PAR CES MOTIFS, la Cour :
CASSE ET ANNULE, mais seulement en ce qu'il condamne la société (…) à payer à M. [H] à titre de dommages-intérêts en réparation de son préjudice matériel, avec intérêts légaux à compter du présent arrêt, une somme égale à autant de fois 1 576,77 euros qu'il y aura de mois dans la période allant du 28 novembre 2012 au jour effectif de sa réintégration dans l'entreprise sous déduction toutefois du montant total des sommes perçues de Pôle emploi au titre de ce licenciement, dont M. [H] devra justifier, l'arrêt rendu le 18 octobre 2019, entre les parties, par la cour d'appel de Lyon ;
Remet, sur ce point, l'affaire et les parties dans l'état où elles se trouvaient avant cet arrêt et les renvoie devant la cour d'appel de Grenoble
Commentaire de LégiSocial
Plusieurs cas peuvent conduire à considérer le licenciement nul.

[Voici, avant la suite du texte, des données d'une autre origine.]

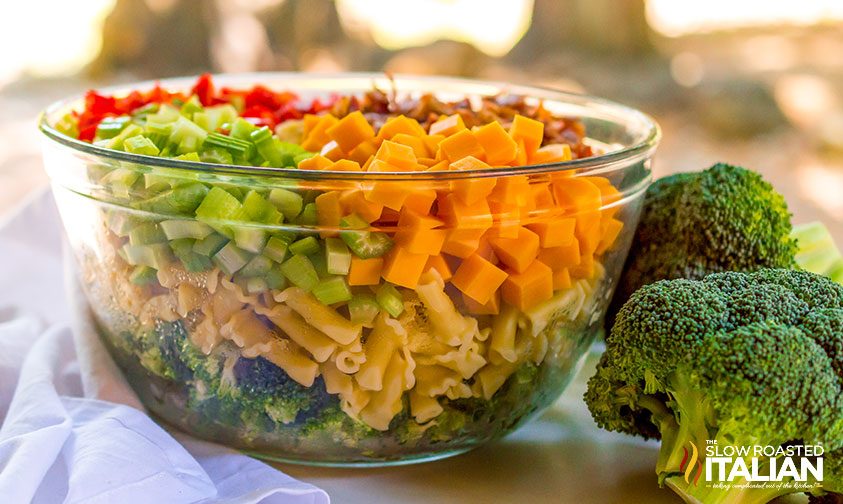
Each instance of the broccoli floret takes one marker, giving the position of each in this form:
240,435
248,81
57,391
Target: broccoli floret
159,350
832,492
725,218
253,394
739,358
341,428
263,386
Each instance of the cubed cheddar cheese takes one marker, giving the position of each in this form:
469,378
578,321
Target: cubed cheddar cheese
401,157
364,152
566,256
555,231
459,145
532,286
576,194
611,229
447,126
462,242
350,131
513,189
585,269
388,193
353,202
478,278
473,189
507,219
317,136
439,263
529,131
332,151
398,125
459,215
562,279
517,253
499,147
403,267
491,307
553,153
420,200
421,240
414,142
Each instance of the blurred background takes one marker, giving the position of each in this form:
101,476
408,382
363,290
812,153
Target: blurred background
751,82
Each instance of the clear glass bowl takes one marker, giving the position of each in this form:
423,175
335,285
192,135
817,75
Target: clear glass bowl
279,375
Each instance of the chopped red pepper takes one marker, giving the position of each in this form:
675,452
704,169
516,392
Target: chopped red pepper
204,89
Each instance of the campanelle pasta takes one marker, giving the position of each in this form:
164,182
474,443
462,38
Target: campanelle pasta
371,368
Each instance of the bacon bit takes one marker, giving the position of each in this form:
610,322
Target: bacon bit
264,107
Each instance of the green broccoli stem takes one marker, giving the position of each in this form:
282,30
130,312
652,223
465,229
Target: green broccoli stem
685,422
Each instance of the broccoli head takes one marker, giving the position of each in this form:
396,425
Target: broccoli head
159,350
725,218
253,394
740,359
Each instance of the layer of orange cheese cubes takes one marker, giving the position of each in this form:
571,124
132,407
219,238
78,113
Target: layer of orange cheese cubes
514,238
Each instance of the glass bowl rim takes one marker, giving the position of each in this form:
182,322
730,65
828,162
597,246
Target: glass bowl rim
627,154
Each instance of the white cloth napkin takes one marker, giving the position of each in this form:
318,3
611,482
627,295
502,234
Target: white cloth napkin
73,431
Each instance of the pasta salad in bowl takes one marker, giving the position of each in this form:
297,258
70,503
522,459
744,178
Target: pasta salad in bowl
347,269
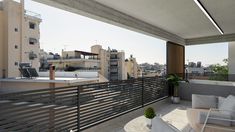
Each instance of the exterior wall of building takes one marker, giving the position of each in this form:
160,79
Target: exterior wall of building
231,60
67,54
31,48
113,68
132,67
82,63
121,67
104,57
14,38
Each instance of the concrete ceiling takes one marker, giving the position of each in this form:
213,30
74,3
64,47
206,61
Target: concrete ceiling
181,17
179,21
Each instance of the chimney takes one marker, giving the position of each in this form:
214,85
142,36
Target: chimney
52,72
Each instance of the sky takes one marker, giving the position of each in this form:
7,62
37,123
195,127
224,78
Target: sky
64,30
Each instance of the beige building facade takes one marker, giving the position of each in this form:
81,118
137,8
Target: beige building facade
131,67
79,60
19,38
112,63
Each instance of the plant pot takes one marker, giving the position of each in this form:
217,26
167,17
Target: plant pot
175,100
148,122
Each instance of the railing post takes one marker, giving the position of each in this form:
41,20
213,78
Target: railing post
142,92
78,108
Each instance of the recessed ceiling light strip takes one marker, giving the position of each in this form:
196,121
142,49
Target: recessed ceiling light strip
199,4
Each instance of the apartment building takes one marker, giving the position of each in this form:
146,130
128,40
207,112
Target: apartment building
131,67
76,60
112,63
19,38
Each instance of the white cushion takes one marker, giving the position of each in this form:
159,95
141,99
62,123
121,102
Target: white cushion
220,101
216,118
228,107
158,125
204,101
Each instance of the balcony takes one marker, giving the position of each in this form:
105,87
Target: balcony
33,14
100,107
77,107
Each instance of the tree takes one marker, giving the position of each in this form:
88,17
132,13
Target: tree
220,71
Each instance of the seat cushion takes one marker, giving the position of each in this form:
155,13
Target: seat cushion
193,115
204,101
216,118
228,107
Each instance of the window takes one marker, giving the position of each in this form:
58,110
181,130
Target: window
32,41
32,25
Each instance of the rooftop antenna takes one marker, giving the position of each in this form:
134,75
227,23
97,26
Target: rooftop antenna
65,46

Voici un extrait de notre fiche pratique exclusivement consacré à cette thématique.
Lire aussi : Quelles sont les conséquences d'un licenciement nul en 2024 ? Fiche pratique
Suite à une action prud’homale, un licenciement est parfois considéré « nul ». La présente fiche pratique vous éclaire à la fois sur les cas de nullités ainsi que sur les conséquences.
Les cas de nullité
Il existe de nombreux cas pour lesquels le juge peut prononcer la nullité du licenciement :
- Licenciement pour victimes de harcèlement, de discrimination ou personnes ayant relaté ou témoigné de tels agissements (articles L 1132-1 à L 1132-4, L 1152-2 et L 1152-3, L 1153-2 à L 1153-4 du Code du travail) ;
- Violation du principe d’égalité professionnelle entre les femmes et les hommes (article L 1144-3 du Code du travail) ;
- Licenciement prononcé en méconnaissance du droit de grève (articles L 1132-2 et L 1132-4 du Code du travail) ;
- Licenciement prononcé pendant un arrêt de travail consécutif à un accident du travail ou maladie professionnelle (sauf faute grave sans rapport avec l’arrêt de travail) (articles L 1226-13, L 1226-9 et L 1226-18 du Code du travail) ;
- Licenciement prononcé en méconnaissance de la protection des représentants du personnel, représentants syndicaux (articles L 1132-1 à L 1132-4 du Code du travail) ;
- Licenciement prononcé en méconnaissance de la protection des femmes enceintes (articles L 1225-4 et L 1225-5 du Code du travail) ;
- Licenciement prononcé pour des opinions religieuses, syndicales, situation de famille (articles L 1132-1 à L 1132-4, du Code du travail).
Rappelons que la prise d’acte de rupture du contrat de travail par un salarié protégé produit les effets d’un licenciement nul.
Signalons également que la résiliation judiciaire prononcée aux torts de l’employeur, notamment pour des faits de harcèlement moral produit alors les effets d’un licenciement nul.